Seorang Rasul pun bersedia menikahi wanita dari kalangan bukan bangsawan atau bukan berstatus sosial tinggi. Karena Rosul adalah orang yang paling memahami firman Allah, bahwa Allah memandang kemuliaan seseorang dari ketakwaannya, bukan dari yang lain. Dua bulan lebih mereka saling melobi orangtua masing-masing bahkan meminta ustadz mereka menjadi mediator. Namun orangtua masing-masing tetap bersikukuh pada pendiriannya. Niat suci mereka laksana air bah yang tidak dapat di bendung, akhirnya mereka mengatakan pada orangtua masing-masing  bahwa mereka akan tetap menikah walau tidak disetujui karena mereka sedang berniat melaksanakan niat suci, baik dan benar, niat melaksankan separuh dari ibadah dan melakukan sumpah yang setara dengan sumpah pengangkatan rasul, mistaqon gholidon.  Sebenarnya itu hanyalah gertak sambal mereka, tetapi rupanya orangtua masing-masing akhirnya  menyerah. Dan berniat tetap datang di acara pernikahan mereka. Dari pada membuat noda dalam sejarah keluarga masing-masing yang notabene sama-sama keluarga berstatus sosial tinggi. Pernikahan berbeda suku akan lebih dimaklumi daripada kawin lari, pikir orangtua masing-masing.

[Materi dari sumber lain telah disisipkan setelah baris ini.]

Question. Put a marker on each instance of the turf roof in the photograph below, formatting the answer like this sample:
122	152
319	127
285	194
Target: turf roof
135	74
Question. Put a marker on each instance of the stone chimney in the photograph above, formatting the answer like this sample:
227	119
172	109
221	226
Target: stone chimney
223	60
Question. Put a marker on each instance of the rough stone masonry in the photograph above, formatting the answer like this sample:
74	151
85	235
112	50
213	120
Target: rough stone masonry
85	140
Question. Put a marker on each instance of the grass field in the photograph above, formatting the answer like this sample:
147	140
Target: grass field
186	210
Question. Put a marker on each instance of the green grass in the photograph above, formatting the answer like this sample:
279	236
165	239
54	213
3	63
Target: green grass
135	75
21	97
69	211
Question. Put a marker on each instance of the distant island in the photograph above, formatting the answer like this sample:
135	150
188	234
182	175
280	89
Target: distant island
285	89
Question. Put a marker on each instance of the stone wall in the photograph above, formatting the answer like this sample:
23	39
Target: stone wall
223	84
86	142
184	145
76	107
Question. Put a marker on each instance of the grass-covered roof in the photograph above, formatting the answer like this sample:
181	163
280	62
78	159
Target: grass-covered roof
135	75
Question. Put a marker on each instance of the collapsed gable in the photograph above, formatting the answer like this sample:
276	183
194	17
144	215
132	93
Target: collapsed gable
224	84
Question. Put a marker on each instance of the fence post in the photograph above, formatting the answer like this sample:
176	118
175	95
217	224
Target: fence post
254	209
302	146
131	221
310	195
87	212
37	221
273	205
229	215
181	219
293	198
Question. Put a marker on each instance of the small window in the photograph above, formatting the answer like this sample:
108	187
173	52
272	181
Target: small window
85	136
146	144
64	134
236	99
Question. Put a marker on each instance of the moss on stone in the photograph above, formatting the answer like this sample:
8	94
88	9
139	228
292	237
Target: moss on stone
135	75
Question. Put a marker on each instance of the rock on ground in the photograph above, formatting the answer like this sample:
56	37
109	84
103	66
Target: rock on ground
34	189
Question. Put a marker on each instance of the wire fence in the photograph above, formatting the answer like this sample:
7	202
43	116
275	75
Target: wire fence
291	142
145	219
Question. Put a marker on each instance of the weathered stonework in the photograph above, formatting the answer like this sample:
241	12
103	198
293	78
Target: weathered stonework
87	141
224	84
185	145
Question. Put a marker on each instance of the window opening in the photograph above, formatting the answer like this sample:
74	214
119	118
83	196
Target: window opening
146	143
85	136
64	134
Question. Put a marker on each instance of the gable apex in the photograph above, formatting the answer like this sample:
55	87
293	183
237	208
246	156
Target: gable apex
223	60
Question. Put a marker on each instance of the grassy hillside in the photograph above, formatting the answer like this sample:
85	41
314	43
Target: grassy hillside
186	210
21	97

Sekarang, usia pernikahan Faisal dan Wulan memasuki tahun ke tempat. Mereka telah di karuniai seorang putri. Mereka menyandang gelar “pasangan serasi ” dan “pasangan ideal” baik di kalangan keluarga besar masing-masing maupun di kalangan teman dan tetangga. Mereka juga berhasil merekatkan hubungan antar keluarga berbeda suku itu dengan sangat sangat cerdas. Bahkan, di luar dugaan hubungan antar besan itu menjadi hubungan bisnis. Keluarga Faisal memiliki bisnis kuliner sementara keluarga Wulan memiliki sebuah penginapan. 
**
Selain menawarkan kenyamanan, penginapan “Wulandari”  sekarang menawarkan kelezatan hidangan sebagai daya tarik tersendiri. Setiap hari mereka menawarkan menu makan malam “andalan”.  Wulan mempercayakan pada ibu Faisal yang memilki rumah makan di  Jakarta bahkan sudah memiliki dua cabang. Hampir satu tahun Rumah Makan Andalan melayani pesanan khusus dari Penginapan Wulandari. Sayang, hubungan antar besan yang kian harmonis tidak di barengi keharmonisan kehidupan rumah tangga anak-anak mereka. Badai kecil sedang menghantam bahtera. Nahkoda kurang stabil, penumpang pun menjadi labil.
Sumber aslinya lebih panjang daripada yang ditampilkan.